Ner.batch-train "python stopped working"

I’m getting consistent crashes with ner.batch-train. It shows about 8,000 examples for training and verbose logging doesn’t show any potential issues.

When I choose to debug python, I get this error

Unhandled exception at 0x00007FFC55EB1E92 (ner.cp36-win_amd64.pyd) in python.exe: 0xC0000005: Access violation reading location 0x0000024C06814FF4.

Any ideas?

Hmm that’s not easy :(. Could you set batch size to one and print out the examples as it trains, to find out which text it crashes on?

Well, it hasn’t been crashing with a batch size of 1. I’ll keep an eye on it and post here if I can gather more info.

Thanks!

Has there been any insights on this issue so far?
I have a similar problem

  • ner.batch-train stops python from working on average around every 3rd iteration
  • with batch size 1 i didn’t have a crash yet
  • started again from scratch to build a new dataset, the same error occured

@Ben Hmm! What happens if you set batch size to 2? Also, could you keep an eye on memory usage, to check whether that could be the problem?

Now I did some further testing. After some more iterations it also crashed with batch size 1 (sorry for the confusion). I closely monitored the memory. It was quite constant at around 70% with small peaks of 80% after each iteration. The crashes usually occur during the iterations, so not during the peak time.

Hmm. I know it’s possible to compile everything so that it’s possible to get a core dump, which would let us get a stack trace. I never actually use those tools though — largely because the stack trace doesn’t necessarily tell you when the first error was. Still, maybe this is a situation where it’d be good to have that…

Could you set the batch size to 1, and log the sentences? You’ll want to write to a file, and be sure to set the bufsize argument to 1 (see here: https://stackoverflow.com/questions/3167494/how-often-does-python-flush-to-a-file ). We need to set the bufsize to make sure we get the last write. Otherwise, the program may crash with the critical sentence waiting to be written.

Hopefully we’ll see it crashing on the same sentence each time. If not, that means the crash depends on both the sentence and the state of the weights, which will make things more difficult.

Thanks for your patience on this!

I did not fix this, but have been working with model which went through 4 iterations once.

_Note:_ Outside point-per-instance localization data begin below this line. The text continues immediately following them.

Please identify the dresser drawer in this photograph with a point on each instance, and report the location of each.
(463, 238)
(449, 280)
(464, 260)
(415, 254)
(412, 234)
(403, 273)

Just an update:

I switched from Windows to Mac and with the same dataset there is no error anymore.

I have the same problem when I train whit --unsegmented, always crash independently on the texts and didn’t finish the first iteration , I try whit batch size 1 and open the beam width to 1024, 2048, up to 5096. The memory usage is not so high, only training with less than 500 examples and the size of the annotations are between 400 to 1000 tokens.
Using prodigy 1.6.1, spacy 2.0.16, thinc 6.12.0 on Windows 10

@AlejandroJCR Could you try pip install -U spacy==2.0.17.dev0 ? I fixed an out of bounds access that I think might be the cause of your problem. We should have 2.0.17 out shortly, but in the meantime you can try the development build.

Matt aparently you have fix both the ner training in prodigy whit long texts, it’s working now thanks and also in spacy it’s working ok, I was exporting the annotations and tried to train whit the standard greedy method but I was geeting a weird behavior (Pycharm error: “Process finished with exit code -1073741819 (0xC0000005)”), I try to train with both now and they are working ok. Thanks a lot for your ultra-fast response.